Sunday, June 9, 2019

Introduction - why is this here?

I have been teaching undergraduate biology courses since 2001, and one area that I find is consistently difficult is math. Students seem to come into our biology program with the expectation that math doesn't matter. Sadly, they often receive a rude awakening very early on! One area of applied mathematics that they encounter is the Hardy-Weinberg equation. This is an equation that is used as a null model, representing what happens when evolution is NOT occurring. By determining if a population does or does not meet the conditions of the Hardy-Weinberg equation, you can potentially learn a lot about the population and how evolution might be acting on it.

For this reason we teach this topic to our students, but they often have a hard time understanding what the equation says and what it means. One thing that seemed promising would be to give them additional chances to practice using the equation, with feedback to help them improve. At this point, I got the idea to develop an app that would generate Hardy-Weinberg problems and see if students could answer them. From this, the Hardy-Weinberg quiz app was born. 
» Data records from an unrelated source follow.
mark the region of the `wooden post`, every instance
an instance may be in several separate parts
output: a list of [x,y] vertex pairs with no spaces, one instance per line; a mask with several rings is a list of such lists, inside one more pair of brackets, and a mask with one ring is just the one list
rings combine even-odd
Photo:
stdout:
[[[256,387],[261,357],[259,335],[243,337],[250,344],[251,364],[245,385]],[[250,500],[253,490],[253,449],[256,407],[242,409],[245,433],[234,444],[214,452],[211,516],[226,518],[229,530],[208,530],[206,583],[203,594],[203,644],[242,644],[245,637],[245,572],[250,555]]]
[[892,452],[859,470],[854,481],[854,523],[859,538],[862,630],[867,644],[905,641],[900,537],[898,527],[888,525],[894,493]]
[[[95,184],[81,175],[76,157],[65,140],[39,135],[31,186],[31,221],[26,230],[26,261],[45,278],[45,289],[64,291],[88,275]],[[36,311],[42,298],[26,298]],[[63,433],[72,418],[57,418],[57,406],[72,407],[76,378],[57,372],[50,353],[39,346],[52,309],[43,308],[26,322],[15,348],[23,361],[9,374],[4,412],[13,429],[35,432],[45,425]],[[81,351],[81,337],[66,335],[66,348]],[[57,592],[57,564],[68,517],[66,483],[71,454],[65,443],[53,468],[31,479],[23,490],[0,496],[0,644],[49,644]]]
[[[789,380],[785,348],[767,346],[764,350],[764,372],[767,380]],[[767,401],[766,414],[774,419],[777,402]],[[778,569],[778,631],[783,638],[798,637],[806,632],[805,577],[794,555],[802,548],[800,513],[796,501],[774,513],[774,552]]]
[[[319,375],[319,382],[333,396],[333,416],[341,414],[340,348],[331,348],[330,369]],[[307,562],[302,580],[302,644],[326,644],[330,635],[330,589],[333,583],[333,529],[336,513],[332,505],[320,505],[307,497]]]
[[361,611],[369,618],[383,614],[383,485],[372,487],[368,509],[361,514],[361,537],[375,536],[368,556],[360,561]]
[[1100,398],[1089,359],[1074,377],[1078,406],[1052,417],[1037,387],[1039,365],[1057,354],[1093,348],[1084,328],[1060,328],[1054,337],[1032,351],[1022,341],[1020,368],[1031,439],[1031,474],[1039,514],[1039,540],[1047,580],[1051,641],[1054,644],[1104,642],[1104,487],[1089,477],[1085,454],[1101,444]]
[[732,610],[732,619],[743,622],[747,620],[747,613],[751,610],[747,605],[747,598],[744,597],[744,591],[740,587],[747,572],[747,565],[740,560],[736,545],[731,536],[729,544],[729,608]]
This site functions as an explanation/introduction to the Hardy-Weinberg equation and how to apply it. It also serves as a help system for the app. If you haven't reached this webiste from the app, you can get to the app in the Google Play Store at this link. If you are an iPhone user, I'm sorry, but I don't have a capability to program for Apple devices, so the app is Android only. You might still find this website useful for understanding Hardy-Weinberg even if you cannot (or don't want) use the app. Click on the links on the right for more information (in particular, the "Instructions" link gives more information on using the app) and if you have questions, you can reach me at utilitybeltsoftware@gmail.com

Saturday, June 8, 2019

What is the Hardy-Weinberg equation?


The Hardy-Weinberg equation was developed in the early 20th century. This equation describes the way that allele frequencies change (or do not change) over generations. It is generally used to examine one trait with two alleles, one dominant (represented by p in the equation) and one recessive (represented by q). It is also common to represent the dominant allele with a capital letter (e.g., "A") and the recessive allele with the same letter in lower case (e.g., "a"). To test this equation, we examine the gene pool, which consists of all the alleles that are present in  the population. Evolution is occurring when the frequencies of these alleles change from one generation to the next. Because there are only two possible alleles, their frequencies must add up to a total of 1.

p + q = 1 (equation 1).

This means that if you know the frequency of the dominant allele, you can calculate the recessive (and the reverse is also true). This must always be true, whether evolution is happening or not. The test of the equation is in how well it is able to predict the genotype frequencies in the population. If we are dealing with a population that is diploid and a gene with only two alleles, then there are three possible genotype frequencies, homozygous dominant (an individual with two copies of the dominant allele,, which can be abbreviated as "AA"), heterozygous (one dominant and one recessive, represented as "Aa"), and homozygous recessive (two recessive alleles, represented as "aa"). The standard way to present the Hardy-Weinberg equation is to start with equation 1 and square it, because there are two alleles in diploid individuals

(p + q)2 = 1 (equation 2)

This can then be expanded to

p2 + 2pq + q2 = 1 (equation 3)

In this equation, each of the items corresponds to a genotype, with p2 representing the homozygous dominant frequency, 2pq representing the heterozygotes, and q2 representing the homozygous recessive frequency. These are the values you expect to see for the genotypes if the Hardy-Weinberg equation is accurately describing your population. The equation describes a situation where evolution should not be occurring, meaning that the allele frequencies will remain unchanged from one generation to the next. This requires several assumptions:
  1. There is no factor that allows some individuals to be more successful than others
  2. The population size is large and there are no large-scale random events affecting it
  3. There is no net mutation in the population
  4. There is no net movement of individuals into or out of the population
  5. Mating is random
These assumptions do not have to be perfectly met, but the closer they are, the better the equation will apply. Even in situations where the assumptions do apply, there will tend to be some variation over time, because some randomness cannot be avoided. The figure below shows how two particular alleles are changing over time when the Hardy-Weinberg assumptions are met. Note that the alleles are tied together - when one allele goes up, the other goes down in response.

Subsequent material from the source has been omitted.